In my case, I needed to present some information on the toolbar, but needed it to be non-interactive, have a special layout, and use some existing vector images. To that end, here are some category methods that made it straight forward: [https://gist.github.com/2465637](https://gist.github.com/2465637).

Given that, etching can be had with a few lines. It’s not efficient, but it is easy.

[[[[UIImage ct_imageWithPDFNamed:@"time" size:CGSizeMake(26, 26)]
  ct_imageWithOverlayColor:[UIColor colorWithRed:112/255. green:119/255. blue:123/255. alpha:1]]
  ct_imageWithInnerShadowOffset:CGSizeMake(0, 1) color:[UIColor colorWithWhite:0 alpha:.6]]
  ct_imageWithShadowOffset:CGSizeMake(0, 1) blur:0 color:[UIColor colorWithWhite:1 alpha:.6]]

I Shipped a Thing

Late last week a little app of mine made its way onto the App Store. So congratulations to me! but, uh, a minesweeper clone? that would *not* be very original. Nope, it’s not very original, but it is *better*.

It is my weak protest against the [garish](http://itunes.apple.com/us/app/minesweeper-*****/id407768156?mt=8) implementations that litter the App Store. It’s not something I’d plan to profit from (game development has always seemed to be an inevitably feral existence), but an argument for quality in the App Store, where barring a [few](http://carcassonneapp.com/) [exceptions](http://cocoastuff.com/products/deepgreen) it can seem like there is so little.

…It was also fun to do.

…How many times have I heard *that* said before?

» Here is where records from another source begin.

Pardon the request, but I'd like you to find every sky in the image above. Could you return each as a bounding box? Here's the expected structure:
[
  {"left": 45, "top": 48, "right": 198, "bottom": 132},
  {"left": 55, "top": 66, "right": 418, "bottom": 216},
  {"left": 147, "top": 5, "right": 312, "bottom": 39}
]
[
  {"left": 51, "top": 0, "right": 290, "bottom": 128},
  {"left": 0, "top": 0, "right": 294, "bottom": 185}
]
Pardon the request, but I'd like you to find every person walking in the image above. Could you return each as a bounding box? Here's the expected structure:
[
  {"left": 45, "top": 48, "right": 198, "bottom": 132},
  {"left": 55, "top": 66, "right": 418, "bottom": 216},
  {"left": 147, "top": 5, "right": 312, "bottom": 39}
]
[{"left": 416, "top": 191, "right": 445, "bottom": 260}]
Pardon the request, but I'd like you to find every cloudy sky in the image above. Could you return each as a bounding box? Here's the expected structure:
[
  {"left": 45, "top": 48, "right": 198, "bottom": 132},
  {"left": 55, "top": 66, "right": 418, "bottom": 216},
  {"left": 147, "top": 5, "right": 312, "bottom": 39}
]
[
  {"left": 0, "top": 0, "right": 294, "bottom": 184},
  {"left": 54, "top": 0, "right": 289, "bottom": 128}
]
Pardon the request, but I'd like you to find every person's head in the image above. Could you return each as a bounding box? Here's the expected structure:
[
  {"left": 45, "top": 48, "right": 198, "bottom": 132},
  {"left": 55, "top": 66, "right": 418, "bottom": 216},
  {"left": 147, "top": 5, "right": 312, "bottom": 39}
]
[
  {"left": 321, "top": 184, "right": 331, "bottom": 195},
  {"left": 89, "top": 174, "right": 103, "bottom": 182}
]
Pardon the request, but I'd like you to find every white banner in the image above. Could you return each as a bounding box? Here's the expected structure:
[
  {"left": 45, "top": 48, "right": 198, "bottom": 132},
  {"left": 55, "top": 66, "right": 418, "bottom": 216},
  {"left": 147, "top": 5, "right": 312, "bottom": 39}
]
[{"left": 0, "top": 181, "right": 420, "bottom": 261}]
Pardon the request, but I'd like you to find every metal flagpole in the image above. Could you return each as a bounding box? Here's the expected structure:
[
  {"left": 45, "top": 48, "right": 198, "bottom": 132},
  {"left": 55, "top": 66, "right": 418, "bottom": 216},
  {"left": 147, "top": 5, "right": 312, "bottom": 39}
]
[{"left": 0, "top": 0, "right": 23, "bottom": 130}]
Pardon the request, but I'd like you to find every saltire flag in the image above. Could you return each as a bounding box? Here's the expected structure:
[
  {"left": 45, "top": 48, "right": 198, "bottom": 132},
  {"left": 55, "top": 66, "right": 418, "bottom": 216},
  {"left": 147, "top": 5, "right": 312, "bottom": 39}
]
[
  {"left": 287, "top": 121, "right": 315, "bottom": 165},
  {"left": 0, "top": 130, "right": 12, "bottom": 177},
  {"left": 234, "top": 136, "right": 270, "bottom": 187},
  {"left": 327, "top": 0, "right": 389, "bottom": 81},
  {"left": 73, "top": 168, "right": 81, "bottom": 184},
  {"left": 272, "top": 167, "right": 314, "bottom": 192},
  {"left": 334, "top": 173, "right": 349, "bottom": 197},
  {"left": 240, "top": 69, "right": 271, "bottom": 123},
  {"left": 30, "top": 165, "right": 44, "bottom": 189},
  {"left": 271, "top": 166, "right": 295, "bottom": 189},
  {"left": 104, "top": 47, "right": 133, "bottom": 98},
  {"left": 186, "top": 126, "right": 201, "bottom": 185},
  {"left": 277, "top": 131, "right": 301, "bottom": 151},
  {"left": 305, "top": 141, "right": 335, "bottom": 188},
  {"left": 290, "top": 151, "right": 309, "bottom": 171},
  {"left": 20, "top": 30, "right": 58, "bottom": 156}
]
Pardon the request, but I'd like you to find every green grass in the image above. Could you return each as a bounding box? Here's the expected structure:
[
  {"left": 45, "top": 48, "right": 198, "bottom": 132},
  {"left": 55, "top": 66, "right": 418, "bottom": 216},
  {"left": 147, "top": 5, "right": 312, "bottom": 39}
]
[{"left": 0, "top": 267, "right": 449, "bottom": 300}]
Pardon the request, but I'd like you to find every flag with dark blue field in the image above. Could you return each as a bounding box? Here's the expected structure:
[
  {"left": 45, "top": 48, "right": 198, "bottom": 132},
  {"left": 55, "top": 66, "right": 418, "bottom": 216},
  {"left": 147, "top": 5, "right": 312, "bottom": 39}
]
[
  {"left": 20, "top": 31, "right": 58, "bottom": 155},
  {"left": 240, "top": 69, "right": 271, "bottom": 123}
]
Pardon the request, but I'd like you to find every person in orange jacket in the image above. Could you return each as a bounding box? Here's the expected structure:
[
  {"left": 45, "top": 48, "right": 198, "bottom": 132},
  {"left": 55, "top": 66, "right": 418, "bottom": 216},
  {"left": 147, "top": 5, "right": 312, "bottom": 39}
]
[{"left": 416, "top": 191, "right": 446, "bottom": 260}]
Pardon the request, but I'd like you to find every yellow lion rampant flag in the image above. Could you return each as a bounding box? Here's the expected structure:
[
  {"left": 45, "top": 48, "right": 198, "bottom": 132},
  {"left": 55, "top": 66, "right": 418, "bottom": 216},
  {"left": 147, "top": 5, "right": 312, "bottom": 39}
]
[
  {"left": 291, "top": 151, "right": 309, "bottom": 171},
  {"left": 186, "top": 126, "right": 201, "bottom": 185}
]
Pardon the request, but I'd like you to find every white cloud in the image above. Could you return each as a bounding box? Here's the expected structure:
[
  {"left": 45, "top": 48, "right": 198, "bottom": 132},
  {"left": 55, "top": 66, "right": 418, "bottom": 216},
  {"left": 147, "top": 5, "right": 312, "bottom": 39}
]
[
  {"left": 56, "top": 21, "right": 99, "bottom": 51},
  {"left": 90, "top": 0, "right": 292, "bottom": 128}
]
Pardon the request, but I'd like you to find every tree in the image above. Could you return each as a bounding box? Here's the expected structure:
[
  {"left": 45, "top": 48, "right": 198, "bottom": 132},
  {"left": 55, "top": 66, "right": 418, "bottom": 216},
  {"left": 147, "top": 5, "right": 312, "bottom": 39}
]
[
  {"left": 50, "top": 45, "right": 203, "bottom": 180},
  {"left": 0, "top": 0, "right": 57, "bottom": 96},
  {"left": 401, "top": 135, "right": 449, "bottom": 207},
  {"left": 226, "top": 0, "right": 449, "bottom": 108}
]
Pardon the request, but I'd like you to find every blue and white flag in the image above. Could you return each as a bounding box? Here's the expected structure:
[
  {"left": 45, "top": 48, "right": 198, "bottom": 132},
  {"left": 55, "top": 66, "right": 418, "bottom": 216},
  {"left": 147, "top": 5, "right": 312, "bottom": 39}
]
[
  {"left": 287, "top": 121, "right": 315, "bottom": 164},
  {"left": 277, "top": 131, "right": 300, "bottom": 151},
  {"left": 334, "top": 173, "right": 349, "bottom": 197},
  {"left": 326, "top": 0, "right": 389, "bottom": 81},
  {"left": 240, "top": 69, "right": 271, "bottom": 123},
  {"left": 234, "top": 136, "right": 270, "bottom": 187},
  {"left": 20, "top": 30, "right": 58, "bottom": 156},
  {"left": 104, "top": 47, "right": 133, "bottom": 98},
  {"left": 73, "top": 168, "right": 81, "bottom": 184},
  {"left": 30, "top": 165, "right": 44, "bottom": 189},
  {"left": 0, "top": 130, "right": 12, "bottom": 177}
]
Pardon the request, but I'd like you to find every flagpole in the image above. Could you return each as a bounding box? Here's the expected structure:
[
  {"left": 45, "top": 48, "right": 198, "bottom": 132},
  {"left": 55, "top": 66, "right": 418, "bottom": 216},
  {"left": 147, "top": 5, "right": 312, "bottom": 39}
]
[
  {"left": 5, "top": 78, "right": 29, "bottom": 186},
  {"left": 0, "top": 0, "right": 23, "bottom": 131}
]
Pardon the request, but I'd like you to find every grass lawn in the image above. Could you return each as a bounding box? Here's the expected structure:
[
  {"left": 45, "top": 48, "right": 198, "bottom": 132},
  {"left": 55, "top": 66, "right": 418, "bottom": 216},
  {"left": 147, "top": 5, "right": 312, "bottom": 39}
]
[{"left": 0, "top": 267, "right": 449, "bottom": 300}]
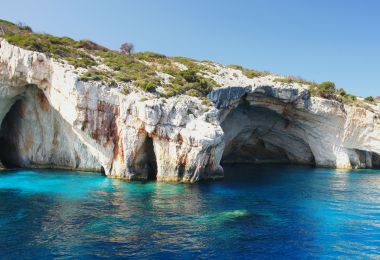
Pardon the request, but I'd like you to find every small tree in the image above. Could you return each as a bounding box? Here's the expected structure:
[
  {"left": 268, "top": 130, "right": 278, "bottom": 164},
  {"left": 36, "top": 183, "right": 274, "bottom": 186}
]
[{"left": 120, "top": 42, "right": 135, "bottom": 55}]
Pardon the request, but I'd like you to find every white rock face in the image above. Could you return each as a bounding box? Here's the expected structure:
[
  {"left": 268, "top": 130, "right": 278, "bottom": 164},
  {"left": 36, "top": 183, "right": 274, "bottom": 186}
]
[{"left": 0, "top": 40, "right": 380, "bottom": 182}]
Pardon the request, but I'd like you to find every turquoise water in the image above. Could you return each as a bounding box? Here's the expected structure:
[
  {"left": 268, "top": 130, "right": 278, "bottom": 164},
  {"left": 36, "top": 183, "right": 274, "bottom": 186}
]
[{"left": 0, "top": 166, "right": 380, "bottom": 259}]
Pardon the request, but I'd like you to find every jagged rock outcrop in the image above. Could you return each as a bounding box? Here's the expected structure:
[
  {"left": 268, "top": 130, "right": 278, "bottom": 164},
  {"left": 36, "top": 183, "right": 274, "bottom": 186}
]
[{"left": 0, "top": 40, "right": 380, "bottom": 182}]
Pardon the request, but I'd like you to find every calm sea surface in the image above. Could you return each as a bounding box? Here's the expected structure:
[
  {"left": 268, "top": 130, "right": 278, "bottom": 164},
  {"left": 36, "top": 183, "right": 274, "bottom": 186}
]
[{"left": 0, "top": 165, "right": 380, "bottom": 259}]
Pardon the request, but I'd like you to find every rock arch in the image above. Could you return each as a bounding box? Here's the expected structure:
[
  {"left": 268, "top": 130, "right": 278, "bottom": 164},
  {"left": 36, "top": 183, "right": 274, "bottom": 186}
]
[{"left": 221, "top": 96, "right": 315, "bottom": 165}]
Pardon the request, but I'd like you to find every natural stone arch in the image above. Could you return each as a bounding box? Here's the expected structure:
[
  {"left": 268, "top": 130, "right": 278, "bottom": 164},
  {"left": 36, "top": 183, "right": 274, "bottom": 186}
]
[
  {"left": 222, "top": 96, "right": 315, "bottom": 165},
  {"left": 0, "top": 85, "right": 102, "bottom": 171}
]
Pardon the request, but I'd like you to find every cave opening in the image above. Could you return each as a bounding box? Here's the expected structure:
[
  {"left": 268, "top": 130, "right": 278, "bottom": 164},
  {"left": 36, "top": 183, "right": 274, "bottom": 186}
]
[
  {"left": 135, "top": 136, "right": 157, "bottom": 181},
  {"left": 0, "top": 100, "right": 24, "bottom": 169},
  {"left": 222, "top": 101, "right": 315, "bottom": 166}
]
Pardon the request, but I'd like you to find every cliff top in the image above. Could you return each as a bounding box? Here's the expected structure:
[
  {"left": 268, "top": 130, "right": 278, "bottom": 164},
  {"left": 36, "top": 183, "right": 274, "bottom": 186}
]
[{"left": 0, "top": 20, "right": 377, "bottom": 109}]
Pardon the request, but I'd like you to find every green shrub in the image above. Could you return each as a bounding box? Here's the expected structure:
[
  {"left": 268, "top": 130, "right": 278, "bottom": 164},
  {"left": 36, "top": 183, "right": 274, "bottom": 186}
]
[
  {"left": 309, "top": 81, "right": 336, "bottom": 99},
  {"left": 79, "top": 69, "right": 111, "bottom": 83},
  {"left": 273, "top": 76, "right": 315, "bottom": 85}
]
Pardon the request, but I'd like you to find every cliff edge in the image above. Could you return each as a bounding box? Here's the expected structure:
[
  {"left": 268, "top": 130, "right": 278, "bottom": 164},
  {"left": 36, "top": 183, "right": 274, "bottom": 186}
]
[{"left": 0, "top": 21, "right": 380, "bottom": 182}]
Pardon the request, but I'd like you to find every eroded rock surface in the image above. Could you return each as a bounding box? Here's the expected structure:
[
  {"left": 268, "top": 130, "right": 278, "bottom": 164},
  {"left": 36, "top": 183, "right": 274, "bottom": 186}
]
[{"left": 0, "top": 40, "right": 380, "bottom": 182}]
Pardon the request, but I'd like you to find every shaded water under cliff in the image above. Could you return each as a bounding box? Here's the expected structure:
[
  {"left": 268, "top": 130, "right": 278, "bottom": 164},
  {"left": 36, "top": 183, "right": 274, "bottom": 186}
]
[{"left": 0, "top": 166, "right": 380, "bottom": 259}]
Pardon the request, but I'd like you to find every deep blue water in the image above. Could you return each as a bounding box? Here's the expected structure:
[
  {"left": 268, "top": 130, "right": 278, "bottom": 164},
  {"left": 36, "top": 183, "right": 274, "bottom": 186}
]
[{"left": 0, "top": 166, "right": 380, "bottom": 259}]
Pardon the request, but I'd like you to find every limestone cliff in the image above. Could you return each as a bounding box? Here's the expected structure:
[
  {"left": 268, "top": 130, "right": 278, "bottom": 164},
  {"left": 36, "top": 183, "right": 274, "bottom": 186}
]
[{"left": 0, "top": 40, "right": 380, "bottom": 182}]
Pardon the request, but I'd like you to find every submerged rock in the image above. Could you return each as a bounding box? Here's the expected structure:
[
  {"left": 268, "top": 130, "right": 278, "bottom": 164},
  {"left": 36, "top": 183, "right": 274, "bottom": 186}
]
[{"left": 0, "top": 40, "right": 380, "bottom": 182}]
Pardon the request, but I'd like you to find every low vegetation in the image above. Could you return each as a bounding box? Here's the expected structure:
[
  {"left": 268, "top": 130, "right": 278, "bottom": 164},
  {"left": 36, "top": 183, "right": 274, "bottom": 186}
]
[
  {"left": 0, "top": 20, "right": 375, "bottom": 106},
  {"left": 0, "top": 20, "right": 218, "bottom": 96},
  {"left": 274, "top": 76, "right": 315, "bottom": 85},
  {"left": 227, "top": 65, "right": 270, "bottom": 79}
]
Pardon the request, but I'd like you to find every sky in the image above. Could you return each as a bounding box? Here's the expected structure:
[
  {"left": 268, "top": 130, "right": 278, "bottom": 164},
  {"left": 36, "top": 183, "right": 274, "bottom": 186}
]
[{"left": 0, "top": 0, "right": 380, "bottom": 96}]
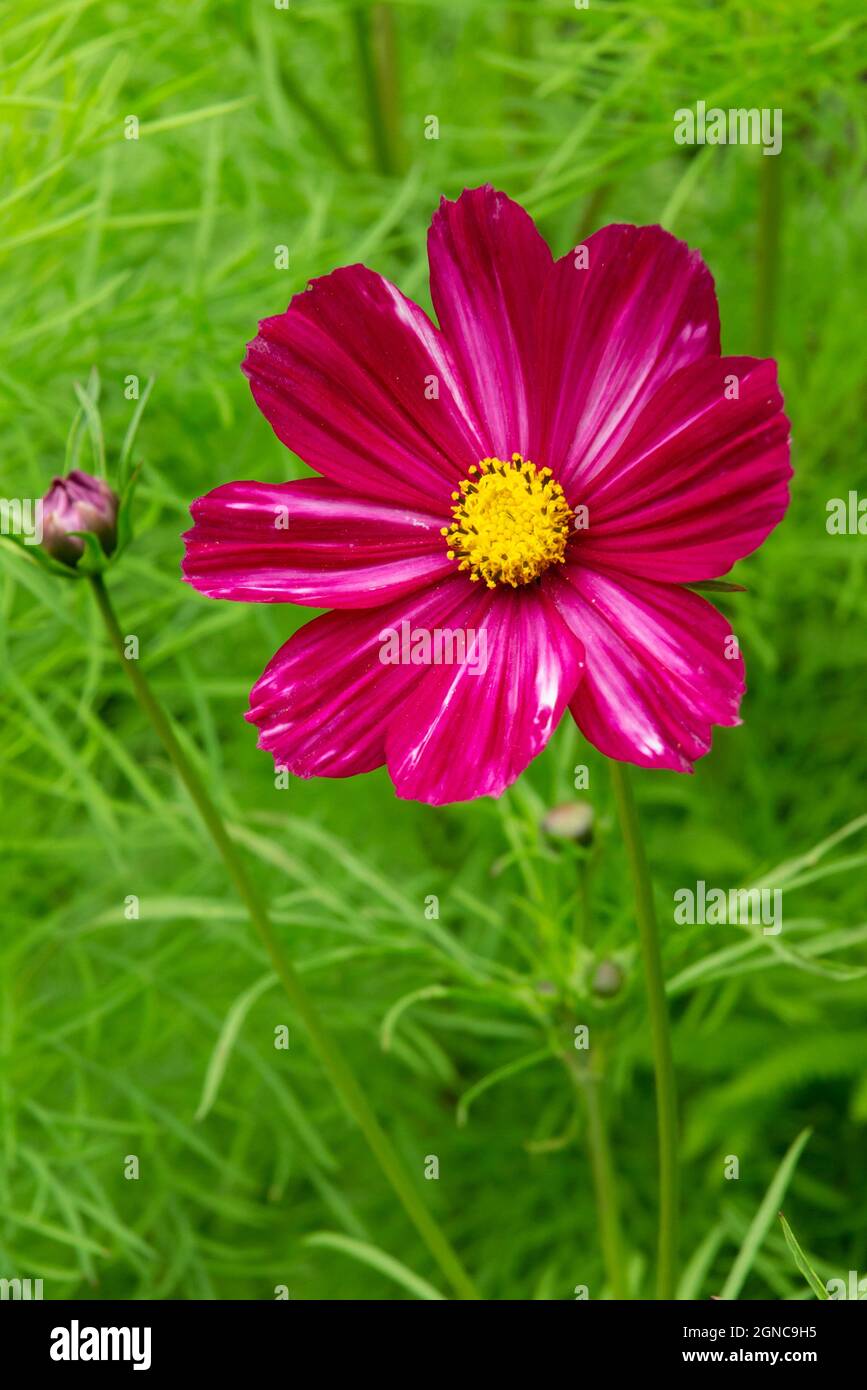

Quick and Dirty High-DPI Images

While working on [this page](http://halfworking.com/mines), I discovered just how awful the web can look on the the the iPhone and iPad with their “retina” screens. In native applications, normal resolution images are scaled without anti-aliasing, but in Mobile Safari images are scaled _with_ anti-aliasing, and as a consequence, many important pixels can get badly blurred.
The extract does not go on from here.